Health Information Compliance Alert

YOU BE THE SECURITY EXPERT:

HOW SHOULD WE ACCOUNT FOR WORKER'S COMP DISCLOSURES?

Read the situation below and decide how you would handle it before you compare it to our expert's advice.

Question: Workers' compensation disclosures are not listed as being exempt from the accounting requirement. I'm confused because our primary relationship with workers' comp is as a payor, which would cause the disclosure to fall under treatment, payment and health care operations.

Could you please clarify if and when workers' comp disclosures need to be accounted for?

Answer: There are potentially two different answers to this question, explains Kristen Rosati, an attorney with Coppersmith Gordon Schermer Owens & Nelson in Phoenix. "If you're paying workers' comp claims--if that's all you do--you're not even a HIPAA covered entity, because workers' comp insurance programs are excluded from the definition of a health plan," she says, adding that workers' comp insurance companies are not HIPAA health plans.

However, if you're a provider and you're disclosing health information under workers' comp without patient authorization - as certain situations allow - then you do need to track that data if the patient ever asks for it. "But if you get the patient's authorization to disclose the information, then you do not need to include it or track it for accounting, because the disclosures that are made pursuant to somebody's authorization don't need to be accounted for," Rosati advises.

Also, make sure that you're aware of how your state's laws may affect workers' comp issues like this, advises Barry Herrin, an attorney with Smith Moore in Atlanta.

Herrin says that if an employee makes a claim for benefits in Georgia, then they've waived their constitutional right to privacy. "Georgia has a state constitutional right to privacy; it's the strongest anywhere in the country that I know of."

If you file a claim for benefits in the Peach State, you waive your right to privacy with regard to all of your medical records, not just those related to the claim, explains Herrin. "So in that case it's a consensual release.

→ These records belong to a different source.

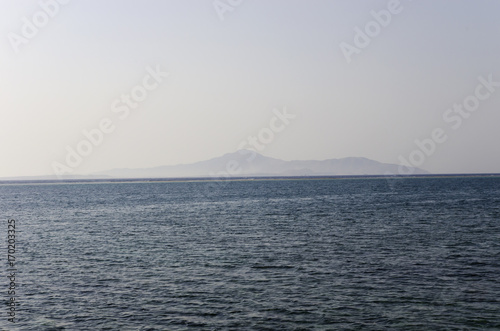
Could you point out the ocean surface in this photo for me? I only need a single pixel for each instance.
(324, 254)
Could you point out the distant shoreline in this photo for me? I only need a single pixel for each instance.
(233, 179)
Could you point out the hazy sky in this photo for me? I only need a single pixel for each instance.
(65, 69)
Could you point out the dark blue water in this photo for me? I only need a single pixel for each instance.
(344, 254)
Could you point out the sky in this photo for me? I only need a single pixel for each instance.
(87, 86)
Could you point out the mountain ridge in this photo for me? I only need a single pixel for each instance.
(245, 163)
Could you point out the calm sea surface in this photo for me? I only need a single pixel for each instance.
(341, 254)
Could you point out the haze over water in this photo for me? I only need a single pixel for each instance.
(405, 254)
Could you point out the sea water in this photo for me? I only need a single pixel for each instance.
(324, 254)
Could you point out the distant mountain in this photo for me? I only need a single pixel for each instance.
(246, 163)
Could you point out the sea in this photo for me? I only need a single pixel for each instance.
(418, 253)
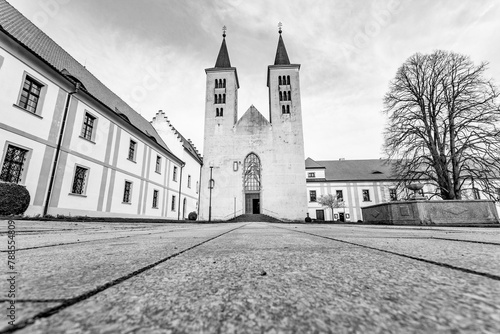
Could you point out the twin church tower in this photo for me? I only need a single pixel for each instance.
(256, 164)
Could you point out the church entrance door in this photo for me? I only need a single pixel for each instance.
(252, 203)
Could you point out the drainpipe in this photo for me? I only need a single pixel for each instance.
(180, 188)
(58, 148)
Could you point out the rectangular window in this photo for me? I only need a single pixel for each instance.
(155, 198)
(127, 192)
(79, 181)
(393, 194)
(312, 195)
(475, 193)
(366, 195)
(175, 174)
(13, 164)
(131, 150)
(88, 126)
(30, 94)
(340, 195)
(172, 206)
(158, 164)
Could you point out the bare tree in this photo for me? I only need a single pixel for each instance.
(331, 202)
(444, 124)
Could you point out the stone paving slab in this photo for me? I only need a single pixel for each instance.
(263, 279)
(67, 271)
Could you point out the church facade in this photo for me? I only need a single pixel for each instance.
(253, 165)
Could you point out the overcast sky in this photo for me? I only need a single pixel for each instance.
(153, 53)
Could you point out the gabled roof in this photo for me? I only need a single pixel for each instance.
(223, 57)
(281, 54)
(18, 27)
(355, 170)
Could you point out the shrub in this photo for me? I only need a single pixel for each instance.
(14, 199)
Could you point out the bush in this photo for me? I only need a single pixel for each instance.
(14, 199)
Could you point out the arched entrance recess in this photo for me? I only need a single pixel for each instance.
(252, 183)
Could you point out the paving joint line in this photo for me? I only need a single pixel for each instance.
(441, 264)
(95, 291)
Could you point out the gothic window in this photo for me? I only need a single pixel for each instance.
(251, 176)
(13, 164)
(79, 180)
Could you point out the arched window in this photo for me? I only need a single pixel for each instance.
(251, 173)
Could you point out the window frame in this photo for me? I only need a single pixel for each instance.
(313, 197)
(172, 205)
(94, 127)
(85, 181)
(156, 193)
(158, 164)
(25, 165)
(134, 152)
(367, 193)
(174, 174)
(41, 96)
(129, 192)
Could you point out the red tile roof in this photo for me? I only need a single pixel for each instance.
(27, 34)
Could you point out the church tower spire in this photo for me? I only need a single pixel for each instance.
(281, 54)
(223, 57)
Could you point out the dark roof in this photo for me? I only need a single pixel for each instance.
(223, 57)
(281, 55)
(26, 33)
(355, 170)
(310, 163)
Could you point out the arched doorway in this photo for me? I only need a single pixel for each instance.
(252, 183)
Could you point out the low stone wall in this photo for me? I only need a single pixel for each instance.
(432, 213)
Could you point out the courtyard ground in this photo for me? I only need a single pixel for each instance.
(94, 277)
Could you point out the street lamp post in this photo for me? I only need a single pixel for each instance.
(211, 186)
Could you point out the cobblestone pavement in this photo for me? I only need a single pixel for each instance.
(251, 278)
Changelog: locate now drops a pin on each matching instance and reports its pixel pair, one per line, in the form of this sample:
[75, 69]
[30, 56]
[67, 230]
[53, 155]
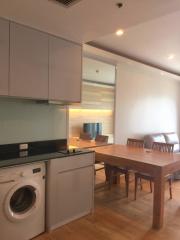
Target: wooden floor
[119, 218]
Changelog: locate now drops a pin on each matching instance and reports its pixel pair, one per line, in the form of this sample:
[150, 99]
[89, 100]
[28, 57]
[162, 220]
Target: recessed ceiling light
[162, 73]
[119, 32]
[171, 56]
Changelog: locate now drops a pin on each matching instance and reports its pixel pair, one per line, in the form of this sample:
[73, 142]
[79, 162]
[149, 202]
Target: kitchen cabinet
[65, 70]
[4, 57]
[70, 189]
[28, 62]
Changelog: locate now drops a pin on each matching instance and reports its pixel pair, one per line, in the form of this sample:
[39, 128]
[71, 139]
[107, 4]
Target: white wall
[25, 120]
[146, 101]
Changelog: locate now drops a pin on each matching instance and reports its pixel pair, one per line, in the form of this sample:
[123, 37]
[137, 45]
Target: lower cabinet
[70, 189]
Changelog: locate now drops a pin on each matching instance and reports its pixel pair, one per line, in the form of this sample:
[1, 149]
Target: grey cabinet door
[65, 72]
[28, 62]
[4, 56]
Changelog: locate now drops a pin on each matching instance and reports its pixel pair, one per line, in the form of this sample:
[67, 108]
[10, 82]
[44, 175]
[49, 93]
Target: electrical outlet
[23, 146]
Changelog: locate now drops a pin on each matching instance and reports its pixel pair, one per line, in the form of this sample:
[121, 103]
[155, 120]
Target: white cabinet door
[73, 195]
[65, 72]
[28, 62]
[4, 56]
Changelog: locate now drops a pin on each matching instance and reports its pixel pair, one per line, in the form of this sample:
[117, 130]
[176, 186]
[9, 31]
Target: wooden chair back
[85, 136]
[102, 138]
[163, 147]
[135, 142]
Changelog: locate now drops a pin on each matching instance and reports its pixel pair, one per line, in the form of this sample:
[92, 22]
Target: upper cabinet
[65, 70]
[4, 56]
[28, 62]
[37, 65]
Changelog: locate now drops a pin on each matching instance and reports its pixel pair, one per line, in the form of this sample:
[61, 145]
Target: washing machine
[22, 201]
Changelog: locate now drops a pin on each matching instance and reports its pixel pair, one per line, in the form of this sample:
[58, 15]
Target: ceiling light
[162, 73]
[119, 32]
[171, 56]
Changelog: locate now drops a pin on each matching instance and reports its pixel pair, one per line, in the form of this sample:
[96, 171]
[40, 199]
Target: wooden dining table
[157, 164]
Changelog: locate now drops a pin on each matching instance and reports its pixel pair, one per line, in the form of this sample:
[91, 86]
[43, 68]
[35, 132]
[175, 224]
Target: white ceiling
[151, 26]
[151, 42]
[97, 71]
[88, 19]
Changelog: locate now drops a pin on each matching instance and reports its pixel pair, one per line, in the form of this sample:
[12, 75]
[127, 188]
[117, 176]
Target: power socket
[23, 146]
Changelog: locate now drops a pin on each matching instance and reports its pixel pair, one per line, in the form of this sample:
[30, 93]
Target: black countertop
[37, 158]
[37, 151]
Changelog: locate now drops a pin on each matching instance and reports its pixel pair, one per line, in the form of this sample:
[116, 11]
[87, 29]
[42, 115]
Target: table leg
[158, 203]
[108, 167]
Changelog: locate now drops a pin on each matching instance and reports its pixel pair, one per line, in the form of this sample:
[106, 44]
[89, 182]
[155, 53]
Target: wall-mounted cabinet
[37, 65]
[65, 73]
[4, 56]
[28, 62]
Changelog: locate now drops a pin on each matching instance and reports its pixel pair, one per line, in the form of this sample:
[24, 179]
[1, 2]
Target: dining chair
[85, 136]
[103, 139]
[161, 147]
[118, 171]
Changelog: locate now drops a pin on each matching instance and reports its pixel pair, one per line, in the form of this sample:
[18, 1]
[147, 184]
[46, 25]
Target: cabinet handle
[7, 181]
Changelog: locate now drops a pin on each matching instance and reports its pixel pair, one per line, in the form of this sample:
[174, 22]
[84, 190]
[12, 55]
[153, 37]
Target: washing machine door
[22, 201]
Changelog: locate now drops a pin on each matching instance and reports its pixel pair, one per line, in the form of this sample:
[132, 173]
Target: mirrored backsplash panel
[26, 120]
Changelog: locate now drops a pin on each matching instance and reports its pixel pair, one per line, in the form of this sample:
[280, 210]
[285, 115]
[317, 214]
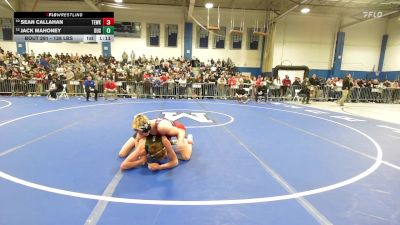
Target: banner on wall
[127, 29]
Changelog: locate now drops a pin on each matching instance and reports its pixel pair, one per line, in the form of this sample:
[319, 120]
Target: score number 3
[108, 21]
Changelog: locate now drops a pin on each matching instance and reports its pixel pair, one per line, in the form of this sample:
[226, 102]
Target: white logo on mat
[197, 116]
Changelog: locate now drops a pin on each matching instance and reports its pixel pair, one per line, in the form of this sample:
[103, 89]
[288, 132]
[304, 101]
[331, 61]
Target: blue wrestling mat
[273, 163]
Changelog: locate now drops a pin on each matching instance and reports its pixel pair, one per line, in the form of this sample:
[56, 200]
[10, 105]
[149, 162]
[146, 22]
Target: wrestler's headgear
[146, 127]
[155, 152]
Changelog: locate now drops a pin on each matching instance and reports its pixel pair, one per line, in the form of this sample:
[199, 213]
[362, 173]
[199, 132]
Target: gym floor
[274, 163]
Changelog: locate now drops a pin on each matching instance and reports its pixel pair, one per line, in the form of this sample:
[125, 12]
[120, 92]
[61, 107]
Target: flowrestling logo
[200, 117]
[192, 118]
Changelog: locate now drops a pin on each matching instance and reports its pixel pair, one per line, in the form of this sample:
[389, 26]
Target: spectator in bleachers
[90, 87]
[285, 85]
[347, 84]
[314, 86]
[110, 87]
[305, 90]
[241, 95]
[55, 86]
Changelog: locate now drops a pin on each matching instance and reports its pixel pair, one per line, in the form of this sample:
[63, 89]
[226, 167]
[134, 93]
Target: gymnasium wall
[300, 39]
[305, 40]
[362, 45]
[243, 57]
[391, 65]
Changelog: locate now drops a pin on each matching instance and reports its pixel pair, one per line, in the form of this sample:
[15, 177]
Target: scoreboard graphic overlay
[64, 26]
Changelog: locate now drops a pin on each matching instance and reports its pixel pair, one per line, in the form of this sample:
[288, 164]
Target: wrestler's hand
[181, 145]
[153, 166]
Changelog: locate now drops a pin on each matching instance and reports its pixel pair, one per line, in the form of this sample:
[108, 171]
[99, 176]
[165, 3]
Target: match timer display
[64, 26]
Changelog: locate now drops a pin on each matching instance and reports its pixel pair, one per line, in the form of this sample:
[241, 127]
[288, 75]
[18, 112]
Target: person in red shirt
[110, 87]
[285, 85]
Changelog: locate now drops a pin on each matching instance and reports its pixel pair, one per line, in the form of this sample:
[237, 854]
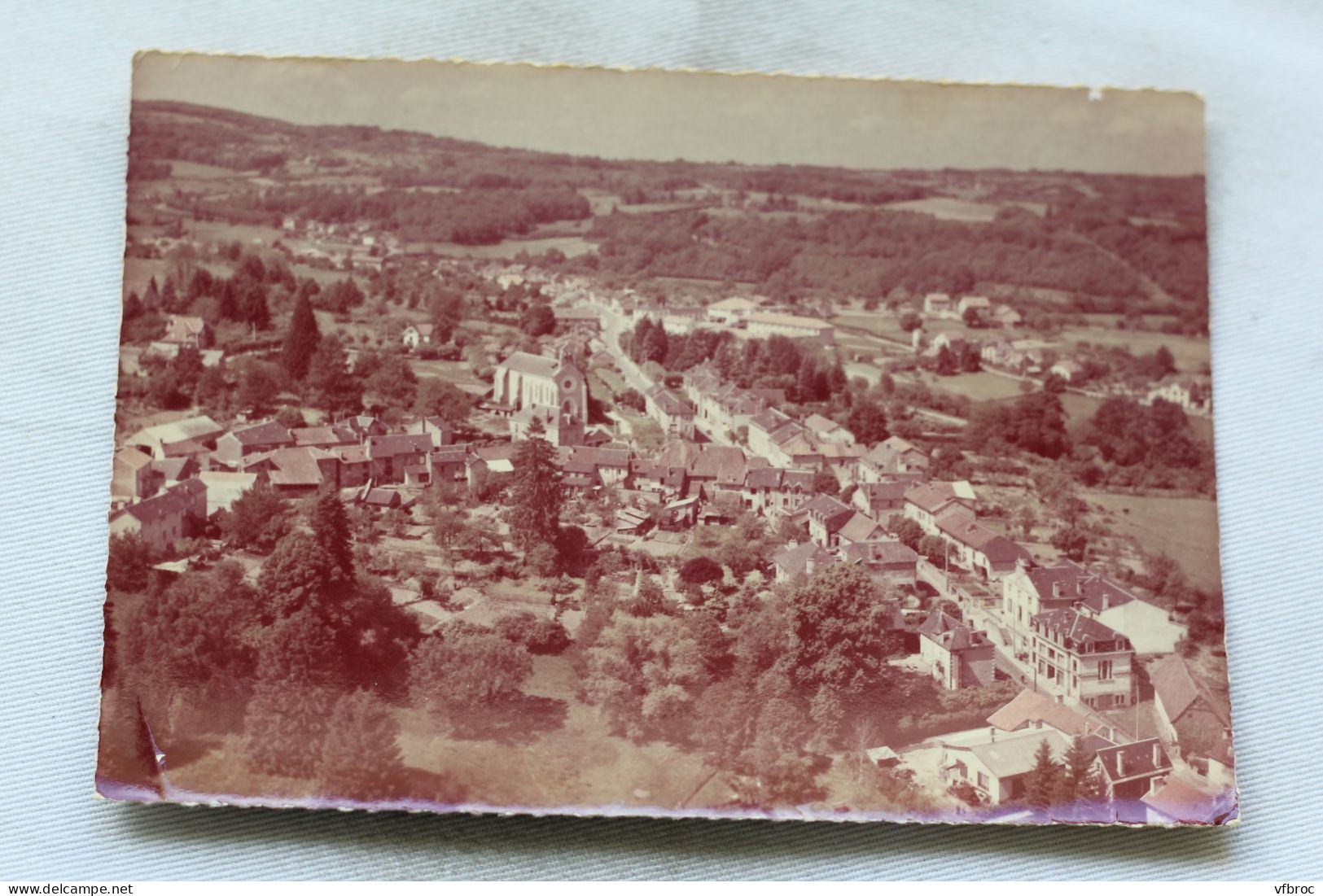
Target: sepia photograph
[560, 440]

You've authorized the treating professional to release that information to the employer, and you don't have to account for consensual releases in the accounting [under HIPAA]."

Herrin says there may be a state that stipulates, "All the records have to be released pursuant to a subpoena issued by the state board of worker's compensation." If that's the case, then it's a nonconsensual release and that would have to be documented.